Il
2013 rischia di essere un anno di elezioni segnate dall'incertezza.
Poiché ad affiancarsi al quadro italiano, alquanto imprevedibile e già
destinato a una soluzione di emergenza quale potrebbe essere il governo
Monti-bis, si sta delineando in Germania il profilo, indigesto
all'elettorato, di una nuova Große Koalition, una formula che i tedeschi
conoscono sin dalla Repubblica di Weimar e che ha storicamente
determinato la divisione a sinistra fra i socialisti riformisti della
SPD e l'ala movimentista rivoluzionaria.
Lo scorso 28 Settembre la SPD ha scelto il proprio candidato Kanzler
per le politiche del 2013. Non si tratta né di un giovane né di un
riformista vero e proprio. Il suo nome è Peer Steinbrueck. Ha 65 anni ed
ha già avuto esperienza di governo proprio durante l'ultima delle Große
Koalition, quella del quadriennio 2005-2009, come ministro delle
Finanze. Steinbrueck è forse il più forte esponente della corrente del
rigorismo finanziario che si trovi nel partito socialista tedesco. E' un
centrista, ambisce a governare mediante una alleanza con i Verdi e con
il minuscolo partito liberale, mettendo la SPD in una posizione molto
simile a quella dell'omologo partito italiano (intendo il PD, che
appunto vorrebbe farsi trait d'union fra la sinistra vendoliana e i
centristi di Casini).
La
sua candidatura è stata selezionata con un metodo alquanto tradizionale
e in controtendenza rispetto alla domanda di maggior partecipazione che
le opinioni pubbliche europee stanno esprimendo in vari modi (dagli
indignados di 25s al Piratenpartei), ovvero con un direttivo di partito.

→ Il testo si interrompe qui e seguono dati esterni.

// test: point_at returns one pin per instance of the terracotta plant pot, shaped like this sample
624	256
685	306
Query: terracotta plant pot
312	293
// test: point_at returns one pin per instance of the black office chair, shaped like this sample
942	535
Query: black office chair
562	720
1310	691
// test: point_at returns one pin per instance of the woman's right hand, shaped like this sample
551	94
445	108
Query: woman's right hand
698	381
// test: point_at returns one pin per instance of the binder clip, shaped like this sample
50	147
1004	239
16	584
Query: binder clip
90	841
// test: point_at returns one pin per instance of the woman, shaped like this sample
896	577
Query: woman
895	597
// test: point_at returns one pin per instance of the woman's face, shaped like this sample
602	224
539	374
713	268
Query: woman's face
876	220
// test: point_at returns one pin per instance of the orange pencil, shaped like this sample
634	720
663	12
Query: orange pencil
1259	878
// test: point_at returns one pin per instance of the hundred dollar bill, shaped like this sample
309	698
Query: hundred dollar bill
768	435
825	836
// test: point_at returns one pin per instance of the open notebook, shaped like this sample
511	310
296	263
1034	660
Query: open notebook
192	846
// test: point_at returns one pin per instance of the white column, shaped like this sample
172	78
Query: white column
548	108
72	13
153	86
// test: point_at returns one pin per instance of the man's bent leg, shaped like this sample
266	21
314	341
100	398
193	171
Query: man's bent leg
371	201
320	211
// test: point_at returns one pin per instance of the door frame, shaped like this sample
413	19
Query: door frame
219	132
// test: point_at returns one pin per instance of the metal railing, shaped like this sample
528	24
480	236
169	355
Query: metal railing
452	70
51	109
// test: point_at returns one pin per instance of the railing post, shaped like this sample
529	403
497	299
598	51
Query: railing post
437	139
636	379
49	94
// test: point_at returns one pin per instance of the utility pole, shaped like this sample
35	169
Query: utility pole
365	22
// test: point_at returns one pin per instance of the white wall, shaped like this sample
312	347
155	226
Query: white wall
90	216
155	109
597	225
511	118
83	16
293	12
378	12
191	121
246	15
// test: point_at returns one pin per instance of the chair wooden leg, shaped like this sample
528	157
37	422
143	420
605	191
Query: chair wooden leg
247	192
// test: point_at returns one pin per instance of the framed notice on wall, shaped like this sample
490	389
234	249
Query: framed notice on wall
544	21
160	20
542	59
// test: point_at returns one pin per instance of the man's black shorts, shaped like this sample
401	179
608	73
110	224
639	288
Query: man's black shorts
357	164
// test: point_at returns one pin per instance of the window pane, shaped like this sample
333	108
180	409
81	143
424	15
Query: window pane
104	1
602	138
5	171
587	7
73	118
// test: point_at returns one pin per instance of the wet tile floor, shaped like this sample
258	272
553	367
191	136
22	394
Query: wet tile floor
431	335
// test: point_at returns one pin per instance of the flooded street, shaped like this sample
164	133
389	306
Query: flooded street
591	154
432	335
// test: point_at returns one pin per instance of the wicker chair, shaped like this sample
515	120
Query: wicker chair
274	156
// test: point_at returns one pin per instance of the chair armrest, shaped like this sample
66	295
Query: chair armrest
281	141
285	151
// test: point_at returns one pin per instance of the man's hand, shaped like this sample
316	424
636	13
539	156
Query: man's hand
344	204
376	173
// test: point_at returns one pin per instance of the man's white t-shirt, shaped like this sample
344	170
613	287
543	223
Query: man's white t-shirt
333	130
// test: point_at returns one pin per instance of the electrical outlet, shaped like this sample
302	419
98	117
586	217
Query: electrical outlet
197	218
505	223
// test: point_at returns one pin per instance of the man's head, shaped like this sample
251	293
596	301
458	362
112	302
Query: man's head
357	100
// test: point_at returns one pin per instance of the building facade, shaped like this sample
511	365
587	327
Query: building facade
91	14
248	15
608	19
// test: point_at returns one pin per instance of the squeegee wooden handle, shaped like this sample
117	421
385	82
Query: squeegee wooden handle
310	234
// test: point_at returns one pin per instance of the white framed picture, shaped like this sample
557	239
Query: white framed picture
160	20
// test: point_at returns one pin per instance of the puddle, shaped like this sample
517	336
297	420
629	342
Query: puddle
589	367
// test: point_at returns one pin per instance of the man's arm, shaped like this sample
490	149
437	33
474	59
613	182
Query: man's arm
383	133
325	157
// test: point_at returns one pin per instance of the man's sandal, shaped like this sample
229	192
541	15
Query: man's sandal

Un negoziato a porte chiuse, mentre la base chiedeva una consultazione
allargata agli elettori con primarie aperte. Avrebbe allora vinto il
segretario, Sigmar Gabriel, mentre le argomentazioni di
Steinbrueck sarebbero state troppo poco distinguibili dai falchi del
governo Merkel e della Buba. Steinbrueck è un compromesso. I sondaggi
danno la SPD al 29% mentre il binomio CDU-CSU si attesterebbe intorno a
un modesto 35%. Un divario troppo grande da colmare soltanto con
l'alleanza a sinistra. Steinbrueck si è caratterizzato in senso
centrista, con il fine di spodestare Merkel e i crisitano-democratici
dal monopolio della rappresentanza dell'elettorato moderato, ostile a
forme di condivisione del debito europeo e alla perdita di sovranità in
materia finanziaria e fiscale.
Steinbrueck
è stato appunto ministro delle finanze durante la crisi dei Mutui
Subprime. Ha gestito il crollo del PIL del 2008 e del 2009 raggiungendo
il pareggio di bilancio (il rapporto deficit/PIL della Germania nel 2008
era positivo, +0.2% , e solo dello -0.1% nel 2009). Insomma, un osso
duro, che non è del tutto favorevole agli eurobond - ritenuta materia da
evitare con cura durante la campagna elettorale - ma sembra esser
favorevole a sistemi di responsabilizzazione delle banche e alla
divisione fra banche d'affari e banche di credito. La retorica punitiva
contro i banksters, d'altronde, ha forte presa sull'elettorato di
sinistra. Ritenuto a torto un "montiano", Steinbrueck - quando era
ministro - non ha lesinato aiuti di Stato
per salvare una banca tedesca, la IKB,
specializzata nel credito alle PMI. Essendo un uomo molto pratico, ha
immediatamente capito che se avesse lasciato la IKB in preda ai
Subprime, avrebbe causato un danno alle imprese, e quindi ai lavoratori.
Salvando la IKB ha mostrato di aver compreso meglio di altri, ad
esempio Schauble, la situazione finanziaria del dopo Lehman-Brothers.
Egli ha effettivamente accompagnato politiche espansive al rigorismo di
bilancio. Molto prima (e meglio) di Monti.